How long does Saffron take to work?

Onset timing for Saffron varies in the clinical literature. Onset timing is not well-quantified in our dataset — refer to clinical citations on the main entry.

Onset

Half-life

Duration

Timing

AM/midday

Key facts

typical dose
28–30 mg
dose frequency
1-2 doses
timing
AM/midday
with food
with meal
safety score
4/5
evidence grade
A
class
adaptogen
PubMed citations
1700
legal status (US)
Over-the-counter
legal status (UK)
Over-the-counter
legal status (EU)
Over-the-counter
legal status (AU)
Over-the-counter
primary mechanism
Crocin (carotenoid responsible for the red colour) and safranal (volatile compound responsible for the aroma) both inhibit serotonin and dopamine reuptake at neurochemically meaningful concentrations.

Onset window

Saffron onset times in the published literature vary widely. Refer to the citations on the main Saffron entry for compound-specific pharmacokinetic data.

Food effect: Taking with food slows absorption but improves tolerance. Onset shifts 30–60 minutes later than empty-stomach dosing.

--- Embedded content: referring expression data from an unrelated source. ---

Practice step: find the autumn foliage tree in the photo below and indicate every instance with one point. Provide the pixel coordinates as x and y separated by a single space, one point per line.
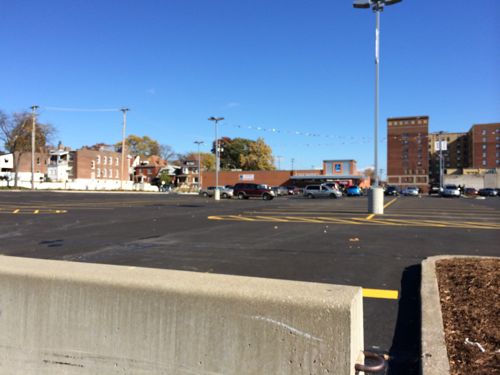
15 132
245 154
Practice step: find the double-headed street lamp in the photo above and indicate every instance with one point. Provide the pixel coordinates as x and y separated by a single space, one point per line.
124 110
198 143
33 135
376 201
217 162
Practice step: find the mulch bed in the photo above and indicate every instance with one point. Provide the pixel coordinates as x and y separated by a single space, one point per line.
470 302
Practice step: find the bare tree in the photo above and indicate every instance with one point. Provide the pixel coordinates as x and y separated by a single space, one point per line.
15 132
167 152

Half-life and dosing frequency

Half-life is not characterised in our dataset.

Acute vs. chronic effect

Some nootropics work the first time you take them (Saffron may or may not). Others — adaptogens, racetams, and most botanicals targeting BDNF or NGF pathways — require 2–4 weeks of daily dosing before the full effect emerges.

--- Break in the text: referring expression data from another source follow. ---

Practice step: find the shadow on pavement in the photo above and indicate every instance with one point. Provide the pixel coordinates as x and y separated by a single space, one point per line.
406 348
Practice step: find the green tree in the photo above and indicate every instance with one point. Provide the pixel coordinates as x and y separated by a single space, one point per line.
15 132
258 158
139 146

If you don’t feel anything after a single dose and the compound is in the chronic-effect category, that is normal — extend the trial to 2–4 weeks before evaluating. If it is in the acute category and you feel nothing, consider dose, vendor sourcing, or whether the compound matches your goal.

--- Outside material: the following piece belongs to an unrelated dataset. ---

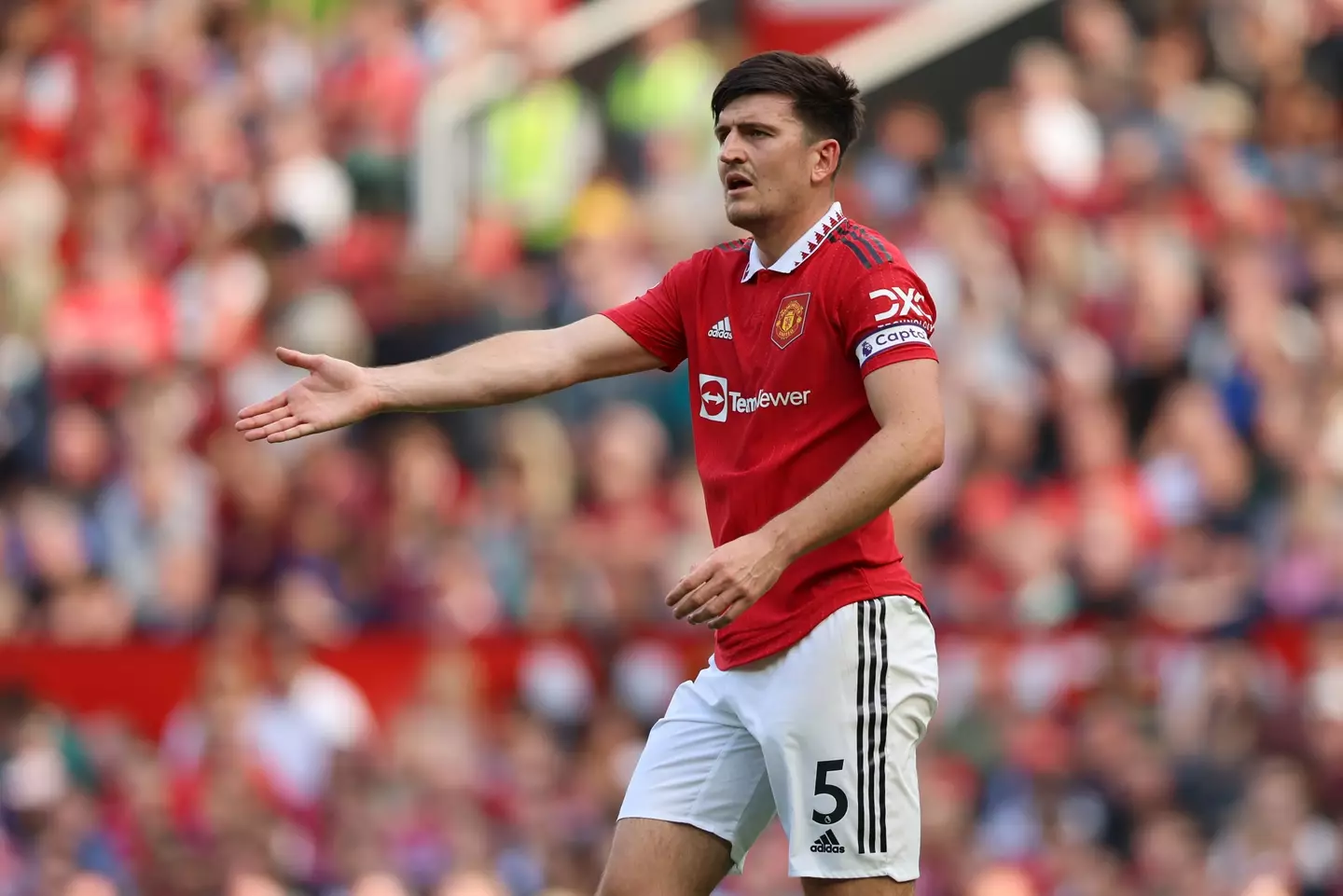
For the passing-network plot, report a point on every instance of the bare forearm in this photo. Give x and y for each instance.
(500, 369)
(878, 476)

Protocol note from the Saffron entry

Standardize to ≥0.4% safranal.

Mechanism, safety, and citations for Saffron are on the main reference page — see Saffron. For full dose protocol see Saffron dosage. To check for stack-level pharmacokinetic conflicts, use the interaction checker.

Onset and pharmacokinetic data reflect the published literature for healthy adults at typical doses. Individual variation in absorption, metabolism (CYP genotype), and gut transit can shift onset by ±50%. This page is informational and not medical advice. See our full disclaimer.